Judge to Treasury: Turn Over All Discovery Documents
- July 27, 2015
The federal judge overseeing the Fairholme case ruled last week that the U.S. Treasury must release all documents it has concerning the conservatorship of Fannie Mae and Freddie Mac. The ruling from Judge Margaret Sweeney grants a motion filed by Fairholme’s attorneys to force the government to stop withholding documents it claims are protected under privilege or because the contents could impact the markets.
Fairholme’s attorneys have argued that the government is deliberately stonewalling, making it more difficult to get a true understanding of the events and decisions leading up to the Third Amendment Sweep.
HousingWire had a good write-up on this ruling, quoting Rafferty Capital Markets analyst Richard Bove saying it’s a “big win” for the plaintiffs. The article also quoted an earlier ruling from Judge Sweeney that seemed to hint at this ruling:
‘”The evidence needed by plaintiffs to respond to defendant’s jurisdictional allegations is within the hands of defendant, and otherwise not publicly available,’ Sweeney wrote earlier this year. ‘Thus, plaintiffs are entitled to discovery on this issue.’
“‘Therefore, in light of the parties’ dispute over jurisdictional facts and plaintiffs’ apparent lack of sufficient evidence to respond to defendant’s motion to dismiss, plaintiffs are entitled to conduct discovery in order to meet their burden of presenting the proof necessary to establish this court’s jurisdiction.’”
This is a significant ruling that shows Judge Sweeney sees the government telling different courts different things – her court of Federal Claims and Judge Royce Lamberth in the District Court for D.C.
In practical terms, the ruling means Fairholme’s attorneys can bring all of the protected information currently under seal – more than 10,000 pages worth of depositions, documents and whatever else falls under the discovery terms – into the D.C. Circuit without having to keep going back to the judge for decisions on individual components. An excellent Huffington Post piece by PopularEconomics.com editor and publisher Harlan Green says this will finally let shareholders “untangle” what occurred from 2008 to 2012. Noting that the funds the enterprises received have been “paid back in spades and the GSEs are not being allowed to recapitalize,” Green’s post is accompanied by a “Largest Taking In History … And Still Going!” graph, which you really should go check out.
We’re still waiting to see how Judge Sweeney will rule on a motion submitted recently by the New York Times calling for the “protected information” removed from depositions from Edward DeMarco, head of the Federal Housing Finance Agency when the Third Amendment took effect, and Mario Ugoletti, a Treasury official who oversaw the agency’s policy toward the GSEs at the time of the conservatorship and who moved over to FHFA as a Special Advisor to DeMarco.
Ugoletti has said that he played a key role in creating the Preferred Stock Purchase Agreements, which were later amended to become the Sweep. And while it’s not unusual for officials with specific knowledge or experience to move within or between agencies, in this situation, Ugoletti’s moves and statements raise questions as to whether he was acting independently at FHFA, as required of a conservator, or serving as an unofficial agent on behalf of the Treasury.
In the motion, the New York Times asserts its right to intervene in the discovery process as a news organization on behalf of the public, and states that the government has failed to show good cause for the continued confidentiality of the documents.
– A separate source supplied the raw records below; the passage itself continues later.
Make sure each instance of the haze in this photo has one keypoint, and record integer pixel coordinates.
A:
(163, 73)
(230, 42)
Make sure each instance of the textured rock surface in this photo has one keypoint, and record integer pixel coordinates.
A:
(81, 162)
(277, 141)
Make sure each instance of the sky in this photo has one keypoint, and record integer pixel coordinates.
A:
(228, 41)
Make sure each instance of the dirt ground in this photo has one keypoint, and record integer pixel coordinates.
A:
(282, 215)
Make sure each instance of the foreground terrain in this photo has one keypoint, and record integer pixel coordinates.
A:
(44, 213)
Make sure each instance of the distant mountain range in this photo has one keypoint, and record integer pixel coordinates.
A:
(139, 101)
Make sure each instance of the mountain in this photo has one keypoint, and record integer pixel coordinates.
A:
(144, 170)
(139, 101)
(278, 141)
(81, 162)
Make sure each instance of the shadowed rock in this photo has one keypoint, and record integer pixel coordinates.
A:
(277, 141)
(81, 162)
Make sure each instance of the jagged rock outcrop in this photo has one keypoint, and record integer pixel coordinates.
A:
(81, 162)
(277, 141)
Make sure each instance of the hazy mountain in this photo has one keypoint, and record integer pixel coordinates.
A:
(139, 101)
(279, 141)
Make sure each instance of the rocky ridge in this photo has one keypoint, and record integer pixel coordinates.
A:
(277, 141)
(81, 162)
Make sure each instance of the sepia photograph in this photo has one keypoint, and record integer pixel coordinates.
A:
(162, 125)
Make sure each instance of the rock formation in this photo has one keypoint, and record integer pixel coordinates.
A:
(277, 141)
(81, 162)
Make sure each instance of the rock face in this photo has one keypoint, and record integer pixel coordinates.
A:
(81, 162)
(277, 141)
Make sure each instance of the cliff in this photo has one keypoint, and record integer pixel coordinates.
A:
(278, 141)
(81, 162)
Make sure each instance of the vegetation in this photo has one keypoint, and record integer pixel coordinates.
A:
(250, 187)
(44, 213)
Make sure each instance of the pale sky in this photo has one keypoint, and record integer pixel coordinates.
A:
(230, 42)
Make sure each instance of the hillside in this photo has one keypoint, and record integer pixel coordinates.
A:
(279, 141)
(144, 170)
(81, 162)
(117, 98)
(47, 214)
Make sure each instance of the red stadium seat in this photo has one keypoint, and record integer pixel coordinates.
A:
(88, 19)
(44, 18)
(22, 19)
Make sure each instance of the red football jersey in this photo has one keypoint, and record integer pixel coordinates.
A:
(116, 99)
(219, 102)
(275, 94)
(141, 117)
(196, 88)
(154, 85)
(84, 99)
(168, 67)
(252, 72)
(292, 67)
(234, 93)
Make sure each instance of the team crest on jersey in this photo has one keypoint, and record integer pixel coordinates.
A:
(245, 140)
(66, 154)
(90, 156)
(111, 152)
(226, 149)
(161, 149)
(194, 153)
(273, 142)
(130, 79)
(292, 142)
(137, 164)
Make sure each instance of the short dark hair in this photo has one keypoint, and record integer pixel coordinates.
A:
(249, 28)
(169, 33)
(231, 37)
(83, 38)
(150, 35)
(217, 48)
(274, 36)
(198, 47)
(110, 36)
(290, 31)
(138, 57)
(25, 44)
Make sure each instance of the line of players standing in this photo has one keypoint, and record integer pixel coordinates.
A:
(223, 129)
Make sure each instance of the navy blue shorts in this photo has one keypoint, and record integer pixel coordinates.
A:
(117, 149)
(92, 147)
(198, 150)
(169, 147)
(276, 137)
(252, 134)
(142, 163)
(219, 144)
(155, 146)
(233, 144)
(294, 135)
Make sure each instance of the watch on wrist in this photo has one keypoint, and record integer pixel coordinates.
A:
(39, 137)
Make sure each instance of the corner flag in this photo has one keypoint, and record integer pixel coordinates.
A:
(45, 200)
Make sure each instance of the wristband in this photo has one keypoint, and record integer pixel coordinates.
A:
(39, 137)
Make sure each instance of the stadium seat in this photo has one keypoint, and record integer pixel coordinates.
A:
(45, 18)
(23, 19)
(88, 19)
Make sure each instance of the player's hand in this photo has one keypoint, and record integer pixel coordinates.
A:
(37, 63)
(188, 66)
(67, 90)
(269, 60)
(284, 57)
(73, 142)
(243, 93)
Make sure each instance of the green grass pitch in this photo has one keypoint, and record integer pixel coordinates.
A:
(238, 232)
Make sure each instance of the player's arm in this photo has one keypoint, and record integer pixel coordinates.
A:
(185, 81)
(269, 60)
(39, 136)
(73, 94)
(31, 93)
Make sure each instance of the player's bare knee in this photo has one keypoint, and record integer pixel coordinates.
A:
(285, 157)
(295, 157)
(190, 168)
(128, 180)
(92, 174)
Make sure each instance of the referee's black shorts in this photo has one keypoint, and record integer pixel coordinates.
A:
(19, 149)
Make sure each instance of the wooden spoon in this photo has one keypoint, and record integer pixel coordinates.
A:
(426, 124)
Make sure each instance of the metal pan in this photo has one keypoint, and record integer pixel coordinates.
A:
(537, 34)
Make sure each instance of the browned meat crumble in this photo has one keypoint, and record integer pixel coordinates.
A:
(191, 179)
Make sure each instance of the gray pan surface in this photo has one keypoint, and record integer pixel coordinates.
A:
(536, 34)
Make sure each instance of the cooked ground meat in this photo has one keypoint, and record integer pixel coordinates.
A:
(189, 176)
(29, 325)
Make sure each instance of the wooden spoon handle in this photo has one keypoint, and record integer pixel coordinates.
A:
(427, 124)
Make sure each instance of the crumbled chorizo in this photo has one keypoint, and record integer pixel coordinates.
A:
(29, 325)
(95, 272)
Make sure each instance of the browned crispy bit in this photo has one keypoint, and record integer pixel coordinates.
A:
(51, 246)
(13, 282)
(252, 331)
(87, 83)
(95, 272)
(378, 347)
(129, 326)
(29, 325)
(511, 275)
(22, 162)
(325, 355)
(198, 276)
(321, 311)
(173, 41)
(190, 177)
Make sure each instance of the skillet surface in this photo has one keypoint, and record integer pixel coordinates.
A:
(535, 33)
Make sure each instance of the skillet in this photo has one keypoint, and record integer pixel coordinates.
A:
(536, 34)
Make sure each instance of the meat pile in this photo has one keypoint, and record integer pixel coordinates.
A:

From the motion, with emphasis added:
“ The public’s interest in the underlying facts of this case is undeniable … The case directly addresses how the Government is going about recouping public funds used in the bailout and whether other investors are being treated lawfully. The Government should not be able to hide from the public – voters and taxpayers – the facts that were central to the decisions that the Government made as part of the far-reaching effort to safeguard the U.S. economy. To the contrary, access to the evidence will enable the public to understand more fully the decisions the Government has made in the public’s name and to assess the wisdom and effect of those decisions.
“Good cause for continued confidentiality has not been shown here as to the Transcripts. As an initial matter, there is no indication that the Government has even attempted to articulate good cause for the confidentiality, and it cannot avoid its obligation to do so, despite the fact that the protective order currently exists.”
Ugoletti’s interagency communications bear additional scrutiny and documents related to this must be made public. We hope Judge Sweeney rules in favor of this motion as well. After all, the taxpayers who generously bailed out Fannie and Freddie and the shareholders who had their private property seized by their own government deserve to know the truth.